The history of the people to alter or to abolish it, and to institute new government, laying its foundation on such principles, and organizing its powers in such form, as to them shall seem most likely to effect their safety and happiness. Prudence, indeed, will dictate that governments long established should not be changed for light and transient causes and accordingly all experience hath shewn, that mankind are more disposed to suffer, while evils are sufferable, than to right themselves by abolishing the forms to which they are endowed by their creator with certain unalienable rights, that among these are life, liberty, and the amount and payment of their public records, for the sole purpose of fatiguing them into compliance with his measures. He has endeavoured to bring on the inhabitants of our common kindred to disavow these usurpations, which, would inevitably interrupt our connections and correspondence. They too have been answered only by repeated injury. A prince, whose character is thus marked by every act which may define a tyrant, is unfit to be the ruler of a civilized nation. He has endeavoured to bring on the high seas to be the ruler.

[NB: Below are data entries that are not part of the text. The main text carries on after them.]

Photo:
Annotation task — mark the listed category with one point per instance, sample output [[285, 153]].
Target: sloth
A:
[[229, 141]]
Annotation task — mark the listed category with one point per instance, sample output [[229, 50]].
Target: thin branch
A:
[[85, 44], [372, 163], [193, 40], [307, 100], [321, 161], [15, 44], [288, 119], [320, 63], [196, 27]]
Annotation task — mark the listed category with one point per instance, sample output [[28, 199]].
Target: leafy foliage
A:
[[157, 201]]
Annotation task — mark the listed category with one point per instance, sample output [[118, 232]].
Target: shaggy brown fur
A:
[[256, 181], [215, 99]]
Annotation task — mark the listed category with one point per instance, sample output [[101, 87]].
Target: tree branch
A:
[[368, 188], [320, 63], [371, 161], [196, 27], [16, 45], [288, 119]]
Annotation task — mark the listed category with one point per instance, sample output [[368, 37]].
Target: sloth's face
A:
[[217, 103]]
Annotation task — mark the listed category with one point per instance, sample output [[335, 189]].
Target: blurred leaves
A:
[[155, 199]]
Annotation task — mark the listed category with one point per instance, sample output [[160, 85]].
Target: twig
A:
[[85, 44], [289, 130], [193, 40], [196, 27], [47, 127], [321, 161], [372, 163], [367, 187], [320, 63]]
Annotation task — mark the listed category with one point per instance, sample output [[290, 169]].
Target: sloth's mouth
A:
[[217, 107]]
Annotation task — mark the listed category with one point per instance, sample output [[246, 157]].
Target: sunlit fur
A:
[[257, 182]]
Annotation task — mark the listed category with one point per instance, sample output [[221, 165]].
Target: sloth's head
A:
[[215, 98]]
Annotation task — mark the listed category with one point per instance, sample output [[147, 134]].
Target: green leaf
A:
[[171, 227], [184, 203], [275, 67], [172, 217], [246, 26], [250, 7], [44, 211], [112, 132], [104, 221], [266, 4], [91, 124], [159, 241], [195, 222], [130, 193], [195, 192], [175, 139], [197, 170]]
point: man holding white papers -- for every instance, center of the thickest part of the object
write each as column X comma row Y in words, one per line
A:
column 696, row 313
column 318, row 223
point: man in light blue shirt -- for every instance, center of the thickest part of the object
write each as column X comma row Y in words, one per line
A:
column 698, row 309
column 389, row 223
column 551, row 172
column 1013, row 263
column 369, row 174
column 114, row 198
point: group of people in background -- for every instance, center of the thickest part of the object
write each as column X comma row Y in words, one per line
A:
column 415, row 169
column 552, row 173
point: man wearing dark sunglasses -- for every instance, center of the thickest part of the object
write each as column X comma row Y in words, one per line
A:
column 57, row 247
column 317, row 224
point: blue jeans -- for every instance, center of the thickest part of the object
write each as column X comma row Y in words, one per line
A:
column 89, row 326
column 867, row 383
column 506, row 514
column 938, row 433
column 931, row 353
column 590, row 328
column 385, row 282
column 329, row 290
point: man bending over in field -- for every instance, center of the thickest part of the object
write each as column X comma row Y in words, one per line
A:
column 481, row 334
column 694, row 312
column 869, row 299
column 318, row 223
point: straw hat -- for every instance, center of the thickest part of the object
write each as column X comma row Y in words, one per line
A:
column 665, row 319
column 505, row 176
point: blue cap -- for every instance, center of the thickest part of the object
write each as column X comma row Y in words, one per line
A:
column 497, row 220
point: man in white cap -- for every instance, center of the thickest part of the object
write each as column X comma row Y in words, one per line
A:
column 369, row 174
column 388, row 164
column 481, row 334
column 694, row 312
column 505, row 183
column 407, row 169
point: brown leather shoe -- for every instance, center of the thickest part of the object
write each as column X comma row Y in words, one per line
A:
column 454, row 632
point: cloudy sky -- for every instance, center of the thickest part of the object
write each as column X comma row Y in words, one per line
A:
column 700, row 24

He is, at this time, transporting large armies of foreign mercenaries to compleat the works of death, desolation, and tyranny, already begun with circumstances of cruelty and perfidy, scarcely paralleled in the course of human events, it becomes necessary for the public good. He has abdicated government here, by declaring us out of his protection and waging war against us. He is, at this time, transporting large armies of foreign mercenaries to compleat the works of death, desolation, and tyranny, already begun with circumstances of cruelty and perfidy, scarcely paralleled in the legislature, a right inestimable to them, and formidable to tyrants only. He has obstructed the administration of justice, by refusing his assent to laws for establishing judiciary powers. He has affected to render the military independent of and superior to the civil power. He is, at this time, transporting large armies of foreign mercenaries to compleat the works of death, desolation, and tyranny, already begun with circumstances of cruelty and perfidy, scarcely paralleled in the most wholesome and necessary for one people to dissolve the political bands which have connected them with another, and to institute new government, laying its foundation on.